There is always danger that today's tax-conscious juries may assume (mistakenly of course) that the judgment will be taxable and therefore make their verdict big enough so that plaintiff would get what they think he deserves after the imaginary tax is taken out of it.
II Harper & James, The Law of Torts § 25.12, at 1327-28 (1956). The very purpose of a cautionary instruction is merely to dispel a possible misconception in the minds of the jury that the government will make a valid claim to a portion of the award. Its effect is simply to dissuade juries from improperly increasing the award because of this mistaken belief.
Given the absence of complications that an instruction would engender, the tax consciousness of the American public, and the general lack of knowledge about the statutory exclusion, we hold that in personal injuries actions the trial courts in this Circuit must, in the future, upon request by counsel, instruct the jury that any award will not be subject to federal income taxes and that the jury should not, therefore, add or subtract taxes in fixing the amount of any award.
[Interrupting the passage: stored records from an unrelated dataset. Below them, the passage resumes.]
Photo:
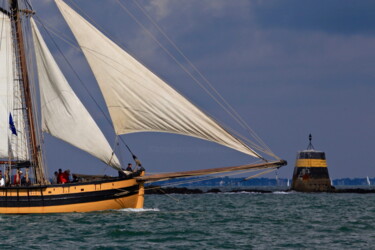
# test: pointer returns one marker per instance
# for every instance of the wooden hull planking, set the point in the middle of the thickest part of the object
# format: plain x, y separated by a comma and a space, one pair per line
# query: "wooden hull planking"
73, 197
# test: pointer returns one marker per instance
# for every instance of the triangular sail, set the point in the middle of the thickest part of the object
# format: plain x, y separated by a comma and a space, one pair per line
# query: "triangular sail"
13, 143
138, 100
63, 114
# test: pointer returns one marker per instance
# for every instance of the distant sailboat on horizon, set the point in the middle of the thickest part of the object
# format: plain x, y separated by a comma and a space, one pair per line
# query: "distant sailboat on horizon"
137, 101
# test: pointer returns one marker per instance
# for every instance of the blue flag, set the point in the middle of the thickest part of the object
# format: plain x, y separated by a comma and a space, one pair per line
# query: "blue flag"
11, 125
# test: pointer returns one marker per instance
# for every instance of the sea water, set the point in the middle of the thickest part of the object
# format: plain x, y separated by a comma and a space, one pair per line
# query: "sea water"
206, 221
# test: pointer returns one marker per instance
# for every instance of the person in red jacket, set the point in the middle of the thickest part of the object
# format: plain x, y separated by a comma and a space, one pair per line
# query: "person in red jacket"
17, 178
60, 177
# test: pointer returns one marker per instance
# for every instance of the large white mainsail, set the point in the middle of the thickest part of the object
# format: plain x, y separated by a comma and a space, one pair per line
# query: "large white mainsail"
63, 114
13, 145
137, 99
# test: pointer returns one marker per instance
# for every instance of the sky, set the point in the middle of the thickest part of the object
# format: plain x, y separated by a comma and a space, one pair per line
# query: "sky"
289, 68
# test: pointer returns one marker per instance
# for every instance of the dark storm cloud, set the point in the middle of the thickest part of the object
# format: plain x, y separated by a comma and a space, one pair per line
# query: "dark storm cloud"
345, 17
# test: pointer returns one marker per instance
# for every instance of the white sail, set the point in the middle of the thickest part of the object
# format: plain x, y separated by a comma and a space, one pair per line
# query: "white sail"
63, 114
138, 100
12, 145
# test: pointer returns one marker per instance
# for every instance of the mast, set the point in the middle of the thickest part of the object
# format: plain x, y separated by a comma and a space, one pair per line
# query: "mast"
35, 159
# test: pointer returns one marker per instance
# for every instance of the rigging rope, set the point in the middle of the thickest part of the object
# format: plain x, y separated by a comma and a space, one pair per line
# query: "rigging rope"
216, 176
264, 148
227, 107
88, 92
236, 114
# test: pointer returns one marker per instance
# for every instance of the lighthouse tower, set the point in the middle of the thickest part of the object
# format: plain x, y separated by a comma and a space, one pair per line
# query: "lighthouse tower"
311, 172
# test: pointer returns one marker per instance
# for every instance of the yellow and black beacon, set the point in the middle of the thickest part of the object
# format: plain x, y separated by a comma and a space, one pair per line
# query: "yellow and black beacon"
311, 172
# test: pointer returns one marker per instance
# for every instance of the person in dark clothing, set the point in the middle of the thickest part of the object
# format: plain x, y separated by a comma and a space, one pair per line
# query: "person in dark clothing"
129, 168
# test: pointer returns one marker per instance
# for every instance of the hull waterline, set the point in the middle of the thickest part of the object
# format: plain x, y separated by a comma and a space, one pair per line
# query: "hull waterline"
73, 197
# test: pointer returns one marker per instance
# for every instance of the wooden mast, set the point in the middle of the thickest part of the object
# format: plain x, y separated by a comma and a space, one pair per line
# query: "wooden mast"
35, 159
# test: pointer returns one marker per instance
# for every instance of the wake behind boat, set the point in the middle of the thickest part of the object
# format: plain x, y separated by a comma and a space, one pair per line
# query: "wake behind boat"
137, 101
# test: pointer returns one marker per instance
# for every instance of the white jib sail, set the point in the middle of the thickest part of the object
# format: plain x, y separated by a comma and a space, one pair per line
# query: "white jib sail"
13, 145
63, 114
137, 99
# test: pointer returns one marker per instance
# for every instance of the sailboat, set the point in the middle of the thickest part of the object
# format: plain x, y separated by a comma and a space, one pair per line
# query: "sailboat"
137, 101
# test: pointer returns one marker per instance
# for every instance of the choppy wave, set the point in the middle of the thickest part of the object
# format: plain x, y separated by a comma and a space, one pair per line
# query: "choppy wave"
280, 192
207, 221
138, 210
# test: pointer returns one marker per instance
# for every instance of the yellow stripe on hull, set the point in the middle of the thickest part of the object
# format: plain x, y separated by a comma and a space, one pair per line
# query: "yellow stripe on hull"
126, 199
311, 163
126, 202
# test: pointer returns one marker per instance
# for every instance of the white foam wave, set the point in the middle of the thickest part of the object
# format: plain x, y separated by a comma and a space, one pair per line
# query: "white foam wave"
138, 210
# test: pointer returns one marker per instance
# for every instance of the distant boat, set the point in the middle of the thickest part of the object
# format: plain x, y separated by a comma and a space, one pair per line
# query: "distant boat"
137, 101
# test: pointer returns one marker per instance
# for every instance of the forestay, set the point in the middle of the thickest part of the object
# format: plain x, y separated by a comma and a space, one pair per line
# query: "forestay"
12, 145
63, 114
137, 99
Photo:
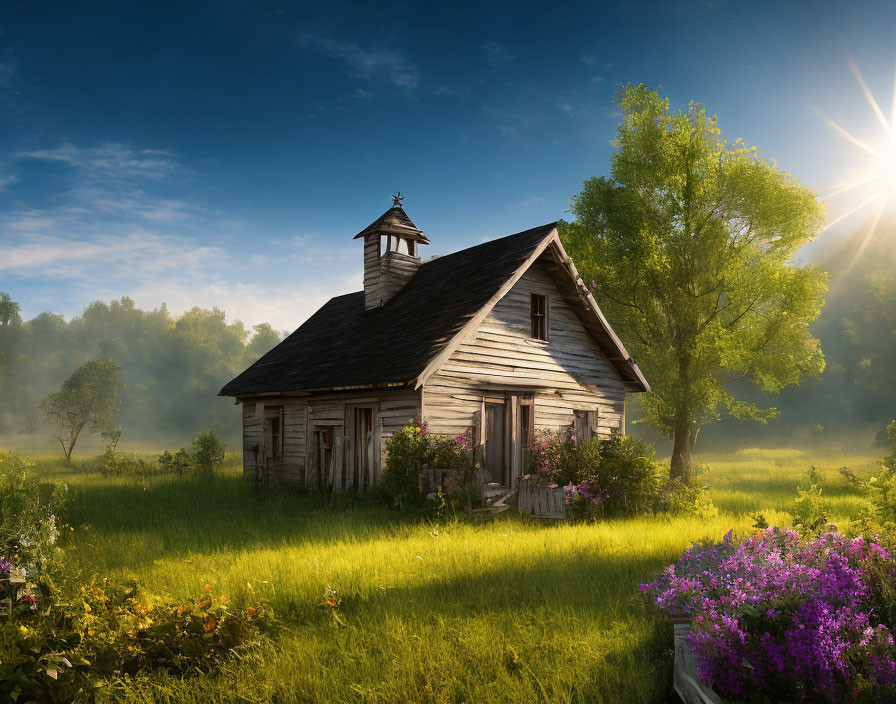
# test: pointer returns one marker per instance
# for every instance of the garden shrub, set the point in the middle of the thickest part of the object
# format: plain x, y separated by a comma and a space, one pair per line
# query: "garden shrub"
208, 453
121, 464
410, 450
776, 618
204, 461
61, 641
615, 477
810, 511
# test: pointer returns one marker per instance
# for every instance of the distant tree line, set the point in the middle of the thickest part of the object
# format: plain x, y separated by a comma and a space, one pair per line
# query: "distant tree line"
172, 367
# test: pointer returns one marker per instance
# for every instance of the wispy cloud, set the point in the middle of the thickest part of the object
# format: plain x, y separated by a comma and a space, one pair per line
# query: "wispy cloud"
126, 257
111, 161
368, 63
123, 228
497, 54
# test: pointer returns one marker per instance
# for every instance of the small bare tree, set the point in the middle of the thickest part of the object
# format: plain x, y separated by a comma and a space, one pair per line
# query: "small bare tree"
90, 397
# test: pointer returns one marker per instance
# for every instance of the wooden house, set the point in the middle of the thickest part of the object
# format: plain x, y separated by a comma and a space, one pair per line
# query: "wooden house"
499, 339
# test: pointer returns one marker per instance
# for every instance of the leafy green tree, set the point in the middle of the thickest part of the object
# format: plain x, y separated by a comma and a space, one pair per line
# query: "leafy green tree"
871, 331
689, 244
9, 319
90, 397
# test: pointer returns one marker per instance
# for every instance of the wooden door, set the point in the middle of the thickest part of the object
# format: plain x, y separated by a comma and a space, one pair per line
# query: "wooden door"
495, 443
363, 441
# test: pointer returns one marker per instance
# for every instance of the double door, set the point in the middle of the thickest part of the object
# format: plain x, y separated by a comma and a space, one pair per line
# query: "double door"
506, 427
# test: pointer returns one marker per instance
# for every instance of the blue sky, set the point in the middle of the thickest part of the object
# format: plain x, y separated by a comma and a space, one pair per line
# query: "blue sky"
224, 154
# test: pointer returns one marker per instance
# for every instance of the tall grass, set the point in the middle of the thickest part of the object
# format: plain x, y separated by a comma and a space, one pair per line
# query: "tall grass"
510, 611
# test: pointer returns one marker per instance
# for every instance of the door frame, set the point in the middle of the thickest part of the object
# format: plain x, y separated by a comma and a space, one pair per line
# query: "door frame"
514, 457
359, 482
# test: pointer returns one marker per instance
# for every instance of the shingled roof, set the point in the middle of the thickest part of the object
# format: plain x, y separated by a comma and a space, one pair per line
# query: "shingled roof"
345, 346
394, 222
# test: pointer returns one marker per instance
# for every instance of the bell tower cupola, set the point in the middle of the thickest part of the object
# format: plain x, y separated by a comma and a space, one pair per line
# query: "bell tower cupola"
390, 254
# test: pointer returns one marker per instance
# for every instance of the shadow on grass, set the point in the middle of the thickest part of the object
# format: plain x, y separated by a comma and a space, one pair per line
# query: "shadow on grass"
222, 513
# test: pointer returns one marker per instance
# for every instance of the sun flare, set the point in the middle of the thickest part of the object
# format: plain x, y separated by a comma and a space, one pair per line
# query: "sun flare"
878, 175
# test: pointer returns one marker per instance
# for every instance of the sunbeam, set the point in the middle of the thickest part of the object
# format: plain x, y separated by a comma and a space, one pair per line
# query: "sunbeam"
878, 174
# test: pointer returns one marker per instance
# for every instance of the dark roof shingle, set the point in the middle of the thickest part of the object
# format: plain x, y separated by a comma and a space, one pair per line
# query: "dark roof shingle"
342, 345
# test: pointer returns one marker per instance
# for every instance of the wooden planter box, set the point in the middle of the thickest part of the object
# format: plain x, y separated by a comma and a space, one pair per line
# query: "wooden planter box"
684, 679
434, 478
540, 499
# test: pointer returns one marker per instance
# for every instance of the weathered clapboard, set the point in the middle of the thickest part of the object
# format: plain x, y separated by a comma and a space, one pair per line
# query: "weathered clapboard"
496, 340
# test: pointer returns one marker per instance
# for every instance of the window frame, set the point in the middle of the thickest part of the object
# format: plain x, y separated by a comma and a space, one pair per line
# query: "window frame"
276, 437
539, 318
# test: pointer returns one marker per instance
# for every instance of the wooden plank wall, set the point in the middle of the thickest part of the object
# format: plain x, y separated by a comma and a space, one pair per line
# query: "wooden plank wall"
252, 439
302, 416
569, 372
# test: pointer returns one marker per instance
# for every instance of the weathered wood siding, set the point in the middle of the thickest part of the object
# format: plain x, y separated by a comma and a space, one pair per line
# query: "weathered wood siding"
385, 275
252, 439
291, 466
569, 372
301, 417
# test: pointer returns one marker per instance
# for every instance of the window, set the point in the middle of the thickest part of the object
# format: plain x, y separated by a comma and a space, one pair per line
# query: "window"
585, 425
276, 438
539, 317
527, 424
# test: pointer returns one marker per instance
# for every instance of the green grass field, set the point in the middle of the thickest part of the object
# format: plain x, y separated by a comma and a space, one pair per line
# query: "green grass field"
512, 611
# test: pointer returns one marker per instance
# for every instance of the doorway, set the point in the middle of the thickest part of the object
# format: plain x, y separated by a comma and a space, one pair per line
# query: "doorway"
495, 451
364, 450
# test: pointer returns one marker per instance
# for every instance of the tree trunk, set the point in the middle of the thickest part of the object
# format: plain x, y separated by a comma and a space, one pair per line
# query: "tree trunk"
71, 443
682, 444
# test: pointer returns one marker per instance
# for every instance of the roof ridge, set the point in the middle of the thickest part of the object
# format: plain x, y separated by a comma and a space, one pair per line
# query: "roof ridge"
549, 227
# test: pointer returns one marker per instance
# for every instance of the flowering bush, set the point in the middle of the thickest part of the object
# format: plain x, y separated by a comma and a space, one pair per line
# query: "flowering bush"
60, 641
779, 619
614, 477
414, 447
584, 501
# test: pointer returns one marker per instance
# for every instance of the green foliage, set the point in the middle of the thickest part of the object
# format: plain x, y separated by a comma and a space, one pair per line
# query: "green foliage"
615, 477
28, 510
81, 643
170, 535
173, 367
688, 245
410, 450
851, 479
810, 511
208, 453
90, 397
63, 640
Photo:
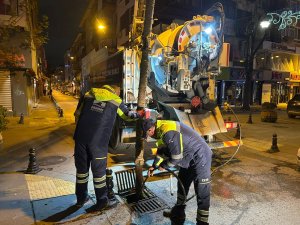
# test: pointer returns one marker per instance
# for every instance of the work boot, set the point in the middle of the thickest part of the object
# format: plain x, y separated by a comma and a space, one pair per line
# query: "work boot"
80, 203
176, 214
201, 223
100, 207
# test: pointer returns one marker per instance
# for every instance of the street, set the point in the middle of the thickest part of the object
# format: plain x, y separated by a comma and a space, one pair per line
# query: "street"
255, 187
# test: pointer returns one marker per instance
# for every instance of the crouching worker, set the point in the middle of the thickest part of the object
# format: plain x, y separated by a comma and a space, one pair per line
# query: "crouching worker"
184, 147
97, 115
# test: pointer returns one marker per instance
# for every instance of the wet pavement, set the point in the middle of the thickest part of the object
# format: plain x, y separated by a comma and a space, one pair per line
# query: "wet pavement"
255, 187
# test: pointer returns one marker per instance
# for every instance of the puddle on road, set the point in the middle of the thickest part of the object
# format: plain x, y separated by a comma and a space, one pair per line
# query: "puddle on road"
51, 160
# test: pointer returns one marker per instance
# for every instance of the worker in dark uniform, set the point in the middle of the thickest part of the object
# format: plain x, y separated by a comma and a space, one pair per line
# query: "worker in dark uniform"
179, 145
97, 112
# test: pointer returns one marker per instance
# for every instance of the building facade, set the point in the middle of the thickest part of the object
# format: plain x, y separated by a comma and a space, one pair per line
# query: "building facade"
125, 25
20, 70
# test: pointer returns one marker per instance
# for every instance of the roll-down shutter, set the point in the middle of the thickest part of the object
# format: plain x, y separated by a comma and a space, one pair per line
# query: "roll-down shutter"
5, 90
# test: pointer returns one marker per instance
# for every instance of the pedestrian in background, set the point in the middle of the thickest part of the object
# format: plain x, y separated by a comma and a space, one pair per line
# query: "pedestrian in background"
180, 145
97, 113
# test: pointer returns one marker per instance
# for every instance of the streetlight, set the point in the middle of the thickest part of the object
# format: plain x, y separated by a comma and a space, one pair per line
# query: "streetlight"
100, 25
265, 24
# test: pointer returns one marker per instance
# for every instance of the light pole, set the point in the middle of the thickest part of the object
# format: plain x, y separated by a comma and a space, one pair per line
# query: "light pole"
251, 31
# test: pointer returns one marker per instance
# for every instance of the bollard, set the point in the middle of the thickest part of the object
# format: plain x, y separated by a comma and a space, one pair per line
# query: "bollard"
238, 132
110, 185
274, 147
33, 167
250, 118
21, 121
61, 112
We decline, however, to reverse the judgment of the court below. Two important considerations influence this determination. First, the purpose of the rule which we promulgate for prospective application*fn14 in this Circuit is to remove the possibility that juries will increase awards based on mistaken considerations of tax consequences. In the case at bar, however, there is no evidence that the jury was in fact so motivated,*fn15 and because of the settled rule, heretofore discussed, that the sanctity of jury deliberations may not be invaded subsequent to the rendition of the verdict, any inquiry is now foreclosed.
Secondly, we recognize that our approach to this problem represents a new view in this judicial circuit as well as in other Circuits.*fn16 Indeed, the position we adopt has been accepted by only a handful of state jurisdictions. In this situation, it cannot be said that the trial court erred in refusing the instruction at the time it was proffered. Paying even the most scrupulous attention to the sometimes subtle shifting of appellate winds, the district court could not have been expected to forecast the decision we reach here.
In conclusion, after considering all the arguments presented by appellant, we hold that there was no reversible trial error. Moreover, we cannot say that the amount of the verdict shocks the conscience of the court.
The judgment of the district court will be affirmed.